I understood that this couple needed a new room, but questioned whether it had to be right off of the kitchen. In fact, that would make it too close to everything. Another location was proposed, a little further off the beaten track. This proposed location was secluded enough for actual study to take place. It had the added benefit of being structurally simple and not taking away light and access which were established and enjoyed.
Your architect will help peel apart the issues driving your design. The first few sessions may well consist largely of discussion and questions about your house, your needs, your priorities, etc.
When presented with solutions you may never have thought of, it is best to have an open mind. You may discover that the architect has hit upon a great solution! It goes without saying, though, you are the final judge. A good way to evaluate a design is to ask the following question: Does it solve your problem? This is the most important thing a design must do.
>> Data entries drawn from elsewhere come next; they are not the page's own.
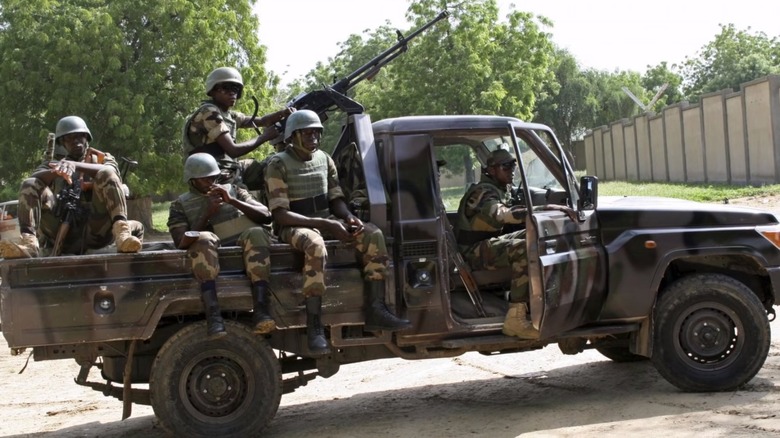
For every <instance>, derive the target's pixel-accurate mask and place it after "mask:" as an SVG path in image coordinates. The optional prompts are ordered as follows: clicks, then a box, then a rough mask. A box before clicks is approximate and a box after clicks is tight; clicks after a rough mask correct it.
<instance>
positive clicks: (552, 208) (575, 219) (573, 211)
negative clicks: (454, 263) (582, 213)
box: [542, 204, 579, 222]
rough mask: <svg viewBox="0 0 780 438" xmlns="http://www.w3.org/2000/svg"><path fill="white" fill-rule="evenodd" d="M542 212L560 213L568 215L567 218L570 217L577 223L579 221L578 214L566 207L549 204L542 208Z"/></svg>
mask: <svg viewBox="0 0 780 438" xmlns="http://www.w3.org/2000/svg"><path fill="white" fill-rule="evenodd" d="M542 210H551V211H560V212H563V213H566V216H569V219H571V220H573V221H575V222H578V221H579V218H578V217H577V212H576V211H574V210H572V209H571V208H569V207H568V206H566V205H558V204H547V205H545V206H544V207H542Z"/></svg>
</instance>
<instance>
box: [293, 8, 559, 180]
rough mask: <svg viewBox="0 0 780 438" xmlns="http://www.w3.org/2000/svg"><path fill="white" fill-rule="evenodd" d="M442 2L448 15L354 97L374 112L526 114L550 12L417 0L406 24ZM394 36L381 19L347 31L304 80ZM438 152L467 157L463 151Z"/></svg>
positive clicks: (388, 112)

I recommend that clients keep a record of the design process. A notebook or journal allows you to have a central location for questions, issues raised at each meeting, items to consider for the next meeting, opinions, priorities, lists, and so on.
Many clients clip (or download) photos of projects they like. I regard these as impressions of style, not as solutions to reproduce.
If you have house plans already, by all means, bring them. It will give the architect a good head start on preparing “as-builts.” This can save many hours of billable time.
Bring a budget, even if it is not “set in stone.” Without a budget figure to work with, an architect will probably propose more or less than you want.
Eventually, you will be responsible to provide data such as your legal description and tax assessor’s number (for permit). If site analysis is required, such as a letter or report from a soils engineer, it is typically provided by the client.